Researchers in Britain say they've made a significant advance in the search for a process to enable renewable production of the gas propane, previously only produced in quantity from fossil fuels.
Natural metabolic pathways for biosynthesis of propane do not exist, but scientists from the University of Manchester and Imperial College London report that they've come up with an alternative microbial biosynthetic pathway that will allow renewable production.
Commercial production capability of renewable propane is seen as a high priority as fossil fuel supplies are steadily consumed and continue to dwindle, they note.
"The chemical industry is undergoing a major transformation as a consequence of unstable energy costs, limited natural resources and climate change," says Nigel Scrutton, head of the project. "Efforts to find cleaner, more sustainable forms of energy as well as using biotechnology techniques to produce synthetic chemicals are currently being developed at the University of Manchester."

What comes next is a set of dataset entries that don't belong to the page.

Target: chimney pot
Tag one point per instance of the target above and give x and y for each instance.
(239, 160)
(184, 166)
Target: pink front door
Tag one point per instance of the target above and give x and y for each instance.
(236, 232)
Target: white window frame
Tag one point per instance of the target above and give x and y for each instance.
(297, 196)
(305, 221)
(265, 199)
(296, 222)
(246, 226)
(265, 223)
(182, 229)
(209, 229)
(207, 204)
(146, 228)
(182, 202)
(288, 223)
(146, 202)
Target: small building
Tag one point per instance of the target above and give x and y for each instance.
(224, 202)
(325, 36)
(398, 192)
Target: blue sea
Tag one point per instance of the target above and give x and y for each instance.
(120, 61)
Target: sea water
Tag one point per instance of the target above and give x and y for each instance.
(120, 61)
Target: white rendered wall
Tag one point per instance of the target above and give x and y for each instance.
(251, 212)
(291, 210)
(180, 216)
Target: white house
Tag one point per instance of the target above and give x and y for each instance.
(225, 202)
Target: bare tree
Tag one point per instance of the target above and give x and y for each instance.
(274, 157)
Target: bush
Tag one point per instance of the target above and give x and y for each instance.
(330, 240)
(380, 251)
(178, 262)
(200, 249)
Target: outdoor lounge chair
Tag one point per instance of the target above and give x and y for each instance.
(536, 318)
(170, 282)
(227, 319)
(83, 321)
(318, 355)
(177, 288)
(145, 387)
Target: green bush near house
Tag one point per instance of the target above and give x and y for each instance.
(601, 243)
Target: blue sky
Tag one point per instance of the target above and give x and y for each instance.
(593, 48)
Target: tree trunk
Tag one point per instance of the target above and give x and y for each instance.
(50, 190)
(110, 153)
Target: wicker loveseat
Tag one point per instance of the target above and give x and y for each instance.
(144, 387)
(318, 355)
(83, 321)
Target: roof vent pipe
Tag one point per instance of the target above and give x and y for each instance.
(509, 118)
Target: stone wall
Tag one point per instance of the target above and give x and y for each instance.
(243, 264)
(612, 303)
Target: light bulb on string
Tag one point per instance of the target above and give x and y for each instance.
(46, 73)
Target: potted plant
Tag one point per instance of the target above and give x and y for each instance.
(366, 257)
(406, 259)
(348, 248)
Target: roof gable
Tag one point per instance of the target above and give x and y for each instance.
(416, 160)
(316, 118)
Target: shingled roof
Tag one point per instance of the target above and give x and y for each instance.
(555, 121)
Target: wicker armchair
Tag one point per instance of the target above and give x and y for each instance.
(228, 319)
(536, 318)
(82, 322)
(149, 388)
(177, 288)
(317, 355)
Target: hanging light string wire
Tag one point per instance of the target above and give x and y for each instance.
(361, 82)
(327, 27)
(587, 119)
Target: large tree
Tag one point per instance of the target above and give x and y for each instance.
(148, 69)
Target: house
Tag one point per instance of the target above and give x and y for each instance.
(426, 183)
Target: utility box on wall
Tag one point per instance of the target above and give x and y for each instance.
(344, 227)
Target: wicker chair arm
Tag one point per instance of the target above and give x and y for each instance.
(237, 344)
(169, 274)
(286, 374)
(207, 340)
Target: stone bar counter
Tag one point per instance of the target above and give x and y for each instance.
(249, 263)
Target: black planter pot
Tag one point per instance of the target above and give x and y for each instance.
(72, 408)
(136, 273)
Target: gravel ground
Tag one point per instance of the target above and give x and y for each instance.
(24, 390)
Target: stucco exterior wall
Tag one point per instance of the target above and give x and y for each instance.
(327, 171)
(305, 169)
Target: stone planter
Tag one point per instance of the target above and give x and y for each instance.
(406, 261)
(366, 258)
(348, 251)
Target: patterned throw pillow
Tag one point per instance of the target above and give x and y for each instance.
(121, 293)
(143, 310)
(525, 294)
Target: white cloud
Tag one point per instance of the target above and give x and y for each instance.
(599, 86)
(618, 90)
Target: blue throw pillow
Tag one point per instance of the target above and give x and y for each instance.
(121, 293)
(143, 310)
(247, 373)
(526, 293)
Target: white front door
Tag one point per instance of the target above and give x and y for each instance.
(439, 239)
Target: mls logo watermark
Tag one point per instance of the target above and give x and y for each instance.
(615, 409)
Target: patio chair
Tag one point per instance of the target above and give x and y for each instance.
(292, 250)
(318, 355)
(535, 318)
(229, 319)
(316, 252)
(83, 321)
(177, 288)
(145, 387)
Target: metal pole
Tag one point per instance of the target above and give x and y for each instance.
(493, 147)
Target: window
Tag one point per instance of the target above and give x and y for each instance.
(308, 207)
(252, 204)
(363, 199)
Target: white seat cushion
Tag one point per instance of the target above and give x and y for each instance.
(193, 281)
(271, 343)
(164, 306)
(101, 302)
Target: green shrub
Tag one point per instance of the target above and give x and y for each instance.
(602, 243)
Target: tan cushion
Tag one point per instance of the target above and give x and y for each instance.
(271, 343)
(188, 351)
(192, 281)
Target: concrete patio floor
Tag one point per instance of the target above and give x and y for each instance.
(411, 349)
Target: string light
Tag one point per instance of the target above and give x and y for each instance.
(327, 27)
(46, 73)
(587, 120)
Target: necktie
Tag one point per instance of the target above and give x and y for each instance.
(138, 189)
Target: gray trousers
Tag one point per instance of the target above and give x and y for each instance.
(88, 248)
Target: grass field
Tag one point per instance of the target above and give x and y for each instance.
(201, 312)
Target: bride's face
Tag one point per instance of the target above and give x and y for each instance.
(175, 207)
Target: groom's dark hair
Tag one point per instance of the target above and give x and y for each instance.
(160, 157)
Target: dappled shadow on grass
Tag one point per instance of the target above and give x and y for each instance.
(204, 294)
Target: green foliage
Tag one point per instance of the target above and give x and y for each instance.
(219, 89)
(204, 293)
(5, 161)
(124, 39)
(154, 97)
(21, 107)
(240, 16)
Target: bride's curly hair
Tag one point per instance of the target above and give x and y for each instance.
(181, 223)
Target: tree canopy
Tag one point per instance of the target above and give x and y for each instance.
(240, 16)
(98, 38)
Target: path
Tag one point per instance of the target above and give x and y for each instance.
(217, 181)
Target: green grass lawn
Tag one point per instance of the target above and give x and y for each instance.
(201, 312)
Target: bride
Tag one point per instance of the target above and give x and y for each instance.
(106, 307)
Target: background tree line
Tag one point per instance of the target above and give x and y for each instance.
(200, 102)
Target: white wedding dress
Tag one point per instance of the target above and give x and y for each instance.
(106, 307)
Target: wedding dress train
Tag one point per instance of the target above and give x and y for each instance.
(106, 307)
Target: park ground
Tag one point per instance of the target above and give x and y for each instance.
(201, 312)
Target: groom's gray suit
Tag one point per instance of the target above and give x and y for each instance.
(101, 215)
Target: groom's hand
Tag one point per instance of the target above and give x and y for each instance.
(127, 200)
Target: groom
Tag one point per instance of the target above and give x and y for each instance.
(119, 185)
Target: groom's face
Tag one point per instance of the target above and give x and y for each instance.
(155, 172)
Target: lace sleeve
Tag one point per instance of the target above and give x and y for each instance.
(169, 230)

The researchers utilized a genetically engineered enzyme introduced into an existing fermentation pathway that produces butanol to redirect that microbial path to instead produce propane, they report in the journal Biotechnology of Biofuels.
Propane can be stored and transported in a liquid form under pressure, then as ambient temperature becomes a gas that burns cleanly, which, in cars produces greenhouse gas emissions up to 20 percent lower than unleaded gasoline.
Existing worldwide markets and in-place infrastructure for distribution, storage and use make propane an attractive target for researchers into new renewable options to current fuels derived from petroleum, the scientists say.
Currently, the usual sources for production of propane are during gasoline refining and natural gas processing.
"This study focused on the construction and evaluation of alternative microbial biosynthetic pathways for the production of renewable propane," Scrutton says. "It also expands the metabolic toolbox for renewable propane production, providing new insight and understanding of the development of next-generation biofuels which one day could lead to commercial production."
There have been previous efforts to create renewable propane; last year, another research team at Imperial College London made propane from glucose utilizing a genetically engineered version of E. coli bacteria.
However, as a proof of concept experiment, it produces only tiny amounts of propane and would require scaling up the process considerably for it to be commercially viable, the researchers said.
Still, it is one more small step in the right direction, said Patrik Jones, lead author of a study published in Nature Communications.
"We can now make a product that until now was only available from fossil fuels and it's chemically identical," he said at the time. "It should work exactly the same as normal propane."